PACKERS BEND, Alabama - In a field in the northwest corner of Monroe County, an investigation is underway.
"There was a mishap with a AH-64D Longbow Apache helicopter with a flight of two on a routine training flight," says Ft. Rucker public affairs officer Lisa Eichhorn. That mishap, killed a man. "What I can tell you, we do have one fatality the instructor pilot was killed in the incident the student pilot was unharmed."
Folks who live in the area tells us what the military wouldn't that the choppers were very flying very low over the river when one of the choppers struck a cable that was stretched across the river that guided the ferry here.

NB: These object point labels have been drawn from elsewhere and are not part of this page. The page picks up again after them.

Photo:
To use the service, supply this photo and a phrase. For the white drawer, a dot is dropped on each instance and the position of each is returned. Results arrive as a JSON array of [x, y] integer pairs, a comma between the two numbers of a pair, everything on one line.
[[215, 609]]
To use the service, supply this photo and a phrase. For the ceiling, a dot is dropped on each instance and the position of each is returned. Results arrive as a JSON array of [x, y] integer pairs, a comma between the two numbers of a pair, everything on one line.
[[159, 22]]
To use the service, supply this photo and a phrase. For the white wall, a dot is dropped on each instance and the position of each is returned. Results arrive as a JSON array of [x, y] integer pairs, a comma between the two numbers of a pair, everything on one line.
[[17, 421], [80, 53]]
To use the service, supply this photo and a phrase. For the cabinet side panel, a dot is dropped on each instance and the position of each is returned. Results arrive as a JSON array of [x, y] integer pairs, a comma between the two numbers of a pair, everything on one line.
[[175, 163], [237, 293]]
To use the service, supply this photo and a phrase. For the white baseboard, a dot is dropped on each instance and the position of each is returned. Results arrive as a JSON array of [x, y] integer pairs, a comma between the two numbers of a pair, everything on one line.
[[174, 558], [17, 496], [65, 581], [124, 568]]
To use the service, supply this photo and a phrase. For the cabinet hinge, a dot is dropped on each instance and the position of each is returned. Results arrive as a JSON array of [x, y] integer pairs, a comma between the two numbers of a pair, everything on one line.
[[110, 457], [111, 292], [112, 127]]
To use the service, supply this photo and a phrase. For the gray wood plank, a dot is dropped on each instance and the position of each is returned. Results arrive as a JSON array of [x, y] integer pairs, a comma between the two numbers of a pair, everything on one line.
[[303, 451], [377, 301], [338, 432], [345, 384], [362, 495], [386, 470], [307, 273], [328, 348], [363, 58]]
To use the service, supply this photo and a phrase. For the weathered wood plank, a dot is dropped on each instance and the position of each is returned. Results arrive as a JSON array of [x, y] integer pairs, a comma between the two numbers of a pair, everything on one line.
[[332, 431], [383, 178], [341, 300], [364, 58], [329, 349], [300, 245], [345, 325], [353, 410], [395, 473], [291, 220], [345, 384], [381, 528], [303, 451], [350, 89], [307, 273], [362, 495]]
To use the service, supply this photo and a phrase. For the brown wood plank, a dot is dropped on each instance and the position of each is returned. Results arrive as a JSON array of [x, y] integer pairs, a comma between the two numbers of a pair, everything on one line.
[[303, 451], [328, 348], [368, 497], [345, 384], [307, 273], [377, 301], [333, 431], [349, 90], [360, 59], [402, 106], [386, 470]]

"I told Phillip, he is going to hit the cable." Steve Barton was on the river with his fishing buddy Phillip Bryant.
"They were like a boat coming up the river," says Bryant, "They were that low, if you had a cane pole in the fishing boat you could have touched the bottom of the helicopter."
They watched in disbelief as the choppers headed straight for the ferry cable hanging about 50 feet above the Alabama River. "Instantly they hit. I was expecting it to flip and go in the river and we just dropped what we were doing and within a minute we were there but the helicopter was still in control and he banked out and went over the trees out of our sight," says Barton.

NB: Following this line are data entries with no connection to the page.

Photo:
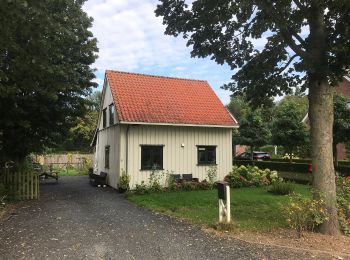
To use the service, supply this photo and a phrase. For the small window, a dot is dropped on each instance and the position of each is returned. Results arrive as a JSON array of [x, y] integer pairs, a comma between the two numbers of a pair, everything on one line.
[[104, 117], [151, 157], [206, 155], [111, 114], [107, 156]]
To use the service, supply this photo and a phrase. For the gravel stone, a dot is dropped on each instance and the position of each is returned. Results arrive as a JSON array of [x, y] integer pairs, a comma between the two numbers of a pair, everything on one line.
[[73, 220]]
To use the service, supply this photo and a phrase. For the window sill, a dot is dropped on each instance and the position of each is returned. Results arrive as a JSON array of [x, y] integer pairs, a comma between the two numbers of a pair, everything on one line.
[[144, 170]]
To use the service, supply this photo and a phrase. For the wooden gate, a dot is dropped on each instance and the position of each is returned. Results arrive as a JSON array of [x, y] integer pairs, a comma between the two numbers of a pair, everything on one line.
[[24, 184]]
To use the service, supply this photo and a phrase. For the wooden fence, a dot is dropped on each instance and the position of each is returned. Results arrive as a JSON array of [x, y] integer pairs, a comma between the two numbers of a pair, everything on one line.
[[62, 161], [24, 184]]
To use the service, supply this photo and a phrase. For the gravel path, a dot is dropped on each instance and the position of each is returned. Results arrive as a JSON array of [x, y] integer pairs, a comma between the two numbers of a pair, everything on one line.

"We seen the cable pop, we seen it fall, we seen it splash in the water. Steve said lets go, lets go we gotta get up there," says Bryant. Three minutes earlier and the two fishing buddies say they would have been under that cable.
"It was amazing what I thought had happened when he hit the cable, I thought it would fall on the ferry but it didn't," says Barton.
Barton said it appeared the pilot pulled up at the last minute but it was too late.
The army has not released the name of the instructor pilot to the public but has made contact with his next of kin. The student plot, who is Dutch and was on his final training mission, landed the damaged aircraft about two miles from where the accident happened.